Interviews, insight & analysis on digital media & marketing

Does the future of online advertising lie in “little walled gardens”?

Brands such as Coca-Cola could today evolve to become the walled gardens of tomorrow, with the ability to exchange or even sell consumer data.

Such a world is envisaged by Valentina Torrusio, CEE data and productivity connections manager at The Coca-Cola Company, who provocatively claimed that the end of the advertising world as we know it is upon us.

Torrusio was speaking on the topic at this month’s The 99//Club Digital Festival, one of 99 people given 99 seconds to set out their mini manifestos before being quizzed on their stances.

She said it was incumbent on the industry to think about how advertisers are equipping themselves for when the cookie becomes obsolete.

Life beyond the cookie

“Today, we have players like walled gardens who have user bases that are super large and they actually don’t need to sell any data or share it in order to be able to monetize,” she said. “And then you have third party cookie players who are sharing data across publishers to increase visitor monetization.

“Tomorrow there will still be the usual suspects – but there will also be a new breed of players, and this new breed of  players basically will be little walled gardens of their own. Possibly even the Coca-Cola company will be one of them, whereby we actually gather first party data via registration and we sell audiences based on onsite behaviour and content consumption.”

Even if companies didn’t take this last step, the immediate focus was on building up first party data and investing in tech that would allow a brand to have a more singular view of the consumer.

Into the age of personalisation

“What we want to do today is merge [the data] together to give an identity to behavioural data and provide enrichment to social demographic data and through the use of the digital identifier to actually end up with a single entity per person – avoiding duplication and not relying on the lifespan of the cookie,” she added.

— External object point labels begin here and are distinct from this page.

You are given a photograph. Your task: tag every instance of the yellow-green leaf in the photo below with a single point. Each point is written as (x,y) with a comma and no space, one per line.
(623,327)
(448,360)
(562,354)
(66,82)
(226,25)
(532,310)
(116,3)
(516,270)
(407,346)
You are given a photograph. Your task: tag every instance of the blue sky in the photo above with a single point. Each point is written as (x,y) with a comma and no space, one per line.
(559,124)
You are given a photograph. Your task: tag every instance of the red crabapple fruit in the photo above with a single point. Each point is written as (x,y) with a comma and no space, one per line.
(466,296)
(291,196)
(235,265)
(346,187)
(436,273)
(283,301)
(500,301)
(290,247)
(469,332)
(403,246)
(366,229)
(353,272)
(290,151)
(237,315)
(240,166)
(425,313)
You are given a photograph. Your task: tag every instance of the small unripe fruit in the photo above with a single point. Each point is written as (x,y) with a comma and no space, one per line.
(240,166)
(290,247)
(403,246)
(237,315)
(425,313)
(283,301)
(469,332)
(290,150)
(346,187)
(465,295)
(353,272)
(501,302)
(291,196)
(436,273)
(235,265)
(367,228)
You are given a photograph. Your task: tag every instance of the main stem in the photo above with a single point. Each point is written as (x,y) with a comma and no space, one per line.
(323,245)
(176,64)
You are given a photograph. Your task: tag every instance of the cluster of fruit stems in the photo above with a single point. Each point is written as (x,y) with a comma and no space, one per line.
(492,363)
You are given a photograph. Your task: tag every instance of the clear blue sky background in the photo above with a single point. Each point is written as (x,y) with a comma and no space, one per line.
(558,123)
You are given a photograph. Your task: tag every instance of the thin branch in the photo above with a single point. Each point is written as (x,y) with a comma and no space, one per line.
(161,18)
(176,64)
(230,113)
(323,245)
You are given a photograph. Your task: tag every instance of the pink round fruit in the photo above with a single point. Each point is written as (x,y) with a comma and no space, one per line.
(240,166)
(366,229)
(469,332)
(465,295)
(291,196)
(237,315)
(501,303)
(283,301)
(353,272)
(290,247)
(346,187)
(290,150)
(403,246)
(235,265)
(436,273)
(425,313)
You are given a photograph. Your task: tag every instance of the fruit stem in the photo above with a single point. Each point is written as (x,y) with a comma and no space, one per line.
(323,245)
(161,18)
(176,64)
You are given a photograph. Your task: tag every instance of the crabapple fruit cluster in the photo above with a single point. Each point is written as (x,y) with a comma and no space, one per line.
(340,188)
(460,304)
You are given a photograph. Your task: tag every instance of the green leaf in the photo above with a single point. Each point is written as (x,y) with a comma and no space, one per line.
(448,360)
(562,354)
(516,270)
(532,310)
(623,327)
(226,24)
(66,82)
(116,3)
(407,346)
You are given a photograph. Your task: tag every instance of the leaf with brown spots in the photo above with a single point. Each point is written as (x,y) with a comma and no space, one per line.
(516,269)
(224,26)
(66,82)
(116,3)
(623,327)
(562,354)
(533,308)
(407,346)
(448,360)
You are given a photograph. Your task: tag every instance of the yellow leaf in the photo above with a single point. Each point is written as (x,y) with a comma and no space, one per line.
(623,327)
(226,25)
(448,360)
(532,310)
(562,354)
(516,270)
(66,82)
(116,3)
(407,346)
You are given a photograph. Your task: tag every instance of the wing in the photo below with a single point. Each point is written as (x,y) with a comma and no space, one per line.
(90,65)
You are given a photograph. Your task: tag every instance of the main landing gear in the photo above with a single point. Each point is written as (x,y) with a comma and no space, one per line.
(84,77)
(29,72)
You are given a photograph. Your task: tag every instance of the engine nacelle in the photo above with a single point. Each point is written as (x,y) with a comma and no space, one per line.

It was important to merge as many possible sources of data, both probabilistic and deterministic, that could then be matched, enriched and identified across multiple devices and channels.

Torrusio believed that if done in a transparent way, users would be prepared for their data to be used – even traded – in this way, as long as the value exchange was satisfied.

“It depends on what they’re getting in return,” she said. “We’re moving to the age of personalisation so how about having a product or subscription that is actually personalised to your needs?”